Maybe you could try a utility like tracepath or traceroute --resolve-hostnames to see if your network traffic gets stuck somewhere behind your firewall?

Thanks,

It looks like the traffic gets stuck very early on (see below).

I get a similar result if I do for example traceroute google.co.uk

What should I be asking my IT admins to do? (Assuming they will agree to it...)

$ traceroute slcs.ceda.ac.uk
traceroute to slcs.ceda.ac.uk (130.246.130.75), 30 hops max, 60 byte packets
 1  10.152.51.252 (10.152.51.252)  0.735 ms 10.152.51.251 (10.152.51.251)  0.610 ms 10.152.51.252 (10.152.51.252)  0.769 ms
 2  * * *
 3  * * *
 4  * * *
 5  * * *
 6  * * *
 7  * * *
 8  * * *
 9  * * *
10  * * *
11  * * *
12  * * *
13  * * *
14  * * *
15  * * *
16  * * *
17  * * *
18  * * *
19  * * *
20  * * *
21  * * *
22  * * *
23  * * *
24  * * *
25  * * *
26  * * *
27  * * *
28  * * *
29  * * *
30  * * *
bouweandela commented 2 years ago

You could ask them to allow you to connect to the hostname you're trying to reach. If you use the --resolve-hostnames flag with traceroute you can see at which host your traffic stops (or at least which host still responds with the required diagnostic information).
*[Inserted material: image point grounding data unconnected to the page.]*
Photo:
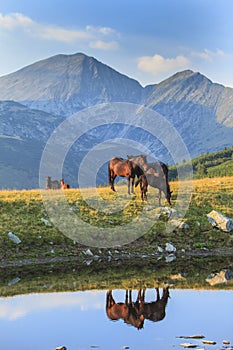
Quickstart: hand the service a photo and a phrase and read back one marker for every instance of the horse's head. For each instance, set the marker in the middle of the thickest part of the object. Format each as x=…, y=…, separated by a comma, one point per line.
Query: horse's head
x=140, y=160
x=168, y=196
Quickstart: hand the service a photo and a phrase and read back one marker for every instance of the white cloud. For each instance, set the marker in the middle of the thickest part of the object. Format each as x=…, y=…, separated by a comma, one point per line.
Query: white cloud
x=61, y=34
x=14, y=20
x=19, y=306
x=208, y=55
x=158, y=64
x=104, y=45
x=91, y=34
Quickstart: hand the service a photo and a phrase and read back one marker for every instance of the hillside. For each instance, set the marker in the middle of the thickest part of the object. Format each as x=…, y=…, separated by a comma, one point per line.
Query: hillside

thomascrocker commented 2 years ago

It looks like the version of traceroute I have installed doesn't have a --resolve-hostnames option. In any case I suspect the IPs being printed here are internal to our network.

I'll point them to this issue and see what response I get.

thomascrocker commented 2 years ago

Just a thought, assuming https is used to connect to the authentication server, I have an internal proxy server for https that needs to be configured, this is obviously setup in my browser, hence why logging in via the website works, is there a way to setup esgf-pyclient to use it?

bouweandela commented 2 years ago

I don't know, but maybe @agstephens or @cehbrecht can tell you more?

soay commented 2 years ago

Maybe you could try to set the linux system environment variables (http_proxy and HTTP_PROXY) to point to your proxy server. I'm not sure this works but might be worth a try.

thomascrocker commented 2 years ago

Maybe you could try to set the linux system environment variables (http_proxy and HTTP_PROXY) to point to your proxy server. I'm not sure this works but might be worth a try.

thanks for the suggestion. On my system http_proxy was set, but HTTP_PROXY was not. Unfortunately setting HTTP_PROXY (which I confirmed in an interactive terminal with os.environ) didn't make a difference.

thomascrocker commented 2 years ago

Small update here... Just to confirm I've got the package working as expected on JASMIN (and will probably download what I need there and then rsync over to where I need it) so the issue definitely lies with my network setup. I'll close this for the time being.